The final component in the box is a dry-erase flipmat that Paizo produces as part of its Game Mastery line. As a nice touch, one side of the map is a detailed layout of “Black Fang’s Dungeon”, making the adventure (in conjunction with the pre-gen characters) playable right out of the box. The other side is a blank grid on which a Game Master can draw his own dungeon, making this map an asset long after a player has moved beyond the Beginner Box rules. The really cool thing about these flipmats is their ‘dry-erase’ quality – one can draw on and easily erase markings from their surface with standard whiteboard markers, making this a fantastic tool to sketch dungeon maps or draw scenery.
I’ve spent a significant quantity of time talking about the physical contents of the Beginner Box, but what about the game itself? Well, truth be told, as a player, I can honestly say I haven’t seen a starter set this good since West End Game’s GHOSTBUSTERS way back in 1986. The introductory adventure, Black Fang’s Dungeon is a case in point: without hand-holding, the designers instead opted to reward players for exploring and thinking out of the box, rather than heavy-handedly forcing players through a series of encounters. A carrot rather than a stick approach. Likewise, for a company whose primary product line is well-written prepackaged adventures rather than rules, it’s refreshing to see the effort Paizo has put into the ‘art’ of designing an encounter and an adventure. Likewise, from a rules perspective, a lot of effort has gone into slimming down the ruleset into manageable chunks. I might miss the omission of Combat Maneuvers and Attacks-of-Opportunity, but these are fiddly bits which can appear downright intimidating to a new player. Rather than beat someone senseless with the bullet-stopping Core Rulebook, I actually have an easy way to ease someone into the game.

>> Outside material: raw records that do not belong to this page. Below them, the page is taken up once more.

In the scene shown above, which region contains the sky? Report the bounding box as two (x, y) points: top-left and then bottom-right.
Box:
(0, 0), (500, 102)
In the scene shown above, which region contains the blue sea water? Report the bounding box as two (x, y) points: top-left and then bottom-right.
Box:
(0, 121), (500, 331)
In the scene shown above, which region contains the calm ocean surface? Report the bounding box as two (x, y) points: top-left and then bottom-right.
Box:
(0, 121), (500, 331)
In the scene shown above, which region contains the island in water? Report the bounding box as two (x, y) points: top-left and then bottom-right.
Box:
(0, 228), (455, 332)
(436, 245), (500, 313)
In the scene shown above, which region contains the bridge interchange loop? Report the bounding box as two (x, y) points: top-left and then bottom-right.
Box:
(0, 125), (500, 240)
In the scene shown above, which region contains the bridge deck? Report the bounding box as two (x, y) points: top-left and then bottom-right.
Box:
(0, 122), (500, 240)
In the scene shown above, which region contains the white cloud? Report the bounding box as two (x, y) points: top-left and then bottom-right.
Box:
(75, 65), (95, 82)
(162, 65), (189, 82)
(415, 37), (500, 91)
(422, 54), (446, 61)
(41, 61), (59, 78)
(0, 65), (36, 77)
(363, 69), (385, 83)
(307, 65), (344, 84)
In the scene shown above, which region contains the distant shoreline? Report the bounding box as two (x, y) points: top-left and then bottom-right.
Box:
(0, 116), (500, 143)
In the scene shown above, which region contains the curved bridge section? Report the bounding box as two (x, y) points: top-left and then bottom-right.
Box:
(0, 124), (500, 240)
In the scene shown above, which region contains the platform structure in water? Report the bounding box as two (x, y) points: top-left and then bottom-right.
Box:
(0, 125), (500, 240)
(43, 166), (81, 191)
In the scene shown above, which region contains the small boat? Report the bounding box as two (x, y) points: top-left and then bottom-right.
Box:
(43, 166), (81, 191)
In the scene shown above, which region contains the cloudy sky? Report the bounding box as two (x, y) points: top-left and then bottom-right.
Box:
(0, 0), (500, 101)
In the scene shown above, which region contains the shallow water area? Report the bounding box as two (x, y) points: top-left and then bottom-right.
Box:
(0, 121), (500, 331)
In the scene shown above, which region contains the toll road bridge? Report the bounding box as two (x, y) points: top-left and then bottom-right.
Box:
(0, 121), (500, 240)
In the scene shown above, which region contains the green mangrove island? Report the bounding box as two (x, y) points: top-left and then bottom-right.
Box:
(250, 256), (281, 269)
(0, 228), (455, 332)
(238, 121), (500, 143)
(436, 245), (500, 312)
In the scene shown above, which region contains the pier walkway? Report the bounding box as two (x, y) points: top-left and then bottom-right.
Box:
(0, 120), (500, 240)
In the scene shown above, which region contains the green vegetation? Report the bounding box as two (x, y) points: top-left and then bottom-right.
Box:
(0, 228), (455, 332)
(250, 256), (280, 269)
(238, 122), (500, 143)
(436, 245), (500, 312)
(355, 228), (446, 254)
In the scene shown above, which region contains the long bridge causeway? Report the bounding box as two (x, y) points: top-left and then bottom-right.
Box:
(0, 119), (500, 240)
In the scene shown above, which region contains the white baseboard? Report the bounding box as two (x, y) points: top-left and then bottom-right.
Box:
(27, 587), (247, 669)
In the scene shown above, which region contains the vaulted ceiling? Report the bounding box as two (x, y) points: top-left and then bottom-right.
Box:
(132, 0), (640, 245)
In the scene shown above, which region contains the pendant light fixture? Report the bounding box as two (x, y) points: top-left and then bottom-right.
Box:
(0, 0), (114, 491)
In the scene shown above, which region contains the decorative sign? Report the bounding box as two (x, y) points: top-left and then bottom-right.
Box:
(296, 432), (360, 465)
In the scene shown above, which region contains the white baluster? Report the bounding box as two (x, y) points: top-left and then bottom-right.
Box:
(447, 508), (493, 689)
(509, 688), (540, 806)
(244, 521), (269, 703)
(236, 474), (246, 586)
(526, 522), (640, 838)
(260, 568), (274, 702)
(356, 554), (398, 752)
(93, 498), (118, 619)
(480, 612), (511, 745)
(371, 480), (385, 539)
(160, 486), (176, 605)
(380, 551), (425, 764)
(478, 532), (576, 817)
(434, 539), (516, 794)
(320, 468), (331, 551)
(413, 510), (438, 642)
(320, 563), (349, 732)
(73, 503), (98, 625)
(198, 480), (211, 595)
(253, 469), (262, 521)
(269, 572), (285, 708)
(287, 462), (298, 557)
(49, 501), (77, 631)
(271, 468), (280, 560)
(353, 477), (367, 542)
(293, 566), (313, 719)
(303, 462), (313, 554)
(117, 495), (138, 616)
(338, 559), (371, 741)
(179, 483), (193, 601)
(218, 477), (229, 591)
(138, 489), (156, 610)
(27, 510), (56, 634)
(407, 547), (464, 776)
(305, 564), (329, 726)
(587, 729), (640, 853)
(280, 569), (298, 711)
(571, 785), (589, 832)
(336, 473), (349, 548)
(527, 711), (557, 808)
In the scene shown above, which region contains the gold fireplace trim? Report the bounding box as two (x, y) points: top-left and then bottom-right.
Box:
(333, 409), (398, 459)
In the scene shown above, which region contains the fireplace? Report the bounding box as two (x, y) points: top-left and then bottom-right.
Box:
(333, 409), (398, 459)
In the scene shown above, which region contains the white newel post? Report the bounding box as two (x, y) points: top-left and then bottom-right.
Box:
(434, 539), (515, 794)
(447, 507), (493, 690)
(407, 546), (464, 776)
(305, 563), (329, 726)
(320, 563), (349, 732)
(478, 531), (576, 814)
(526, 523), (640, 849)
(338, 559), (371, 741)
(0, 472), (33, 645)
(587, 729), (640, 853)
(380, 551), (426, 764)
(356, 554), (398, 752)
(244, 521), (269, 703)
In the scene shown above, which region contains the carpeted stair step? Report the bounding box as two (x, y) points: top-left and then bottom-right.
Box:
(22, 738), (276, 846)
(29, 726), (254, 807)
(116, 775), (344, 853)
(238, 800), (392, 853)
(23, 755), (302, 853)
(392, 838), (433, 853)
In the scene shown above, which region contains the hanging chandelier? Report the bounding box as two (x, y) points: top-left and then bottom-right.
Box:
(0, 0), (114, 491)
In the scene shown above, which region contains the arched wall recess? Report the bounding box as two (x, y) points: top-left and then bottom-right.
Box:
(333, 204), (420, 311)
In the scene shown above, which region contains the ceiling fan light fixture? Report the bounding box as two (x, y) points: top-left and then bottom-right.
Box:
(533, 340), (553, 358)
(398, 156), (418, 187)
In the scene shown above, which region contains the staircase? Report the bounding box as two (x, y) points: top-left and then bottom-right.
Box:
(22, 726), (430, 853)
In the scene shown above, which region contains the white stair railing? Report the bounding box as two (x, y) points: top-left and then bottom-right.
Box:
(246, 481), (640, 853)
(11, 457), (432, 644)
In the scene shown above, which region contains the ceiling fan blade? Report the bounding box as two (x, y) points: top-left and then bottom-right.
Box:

The Beginner Box is a bit of an oddball product with the primary value being to new players just starting out (or possibly an old hand who just happened to be excited by the thought of easily portable tokens and another dry-erase map). The Beginner Box contents are designed to introduce new players to the game and keep them adventuring until they reach 5th level. By that point, one should know if they want to buy into the full-fledged roleplaying game or not. The differences are not immense, but the Beginner Box rules are quicker and a bit easier to play with. If you are even the slightest bit interested in trying out a fantasy RPG, the Beginner Box is the product for you.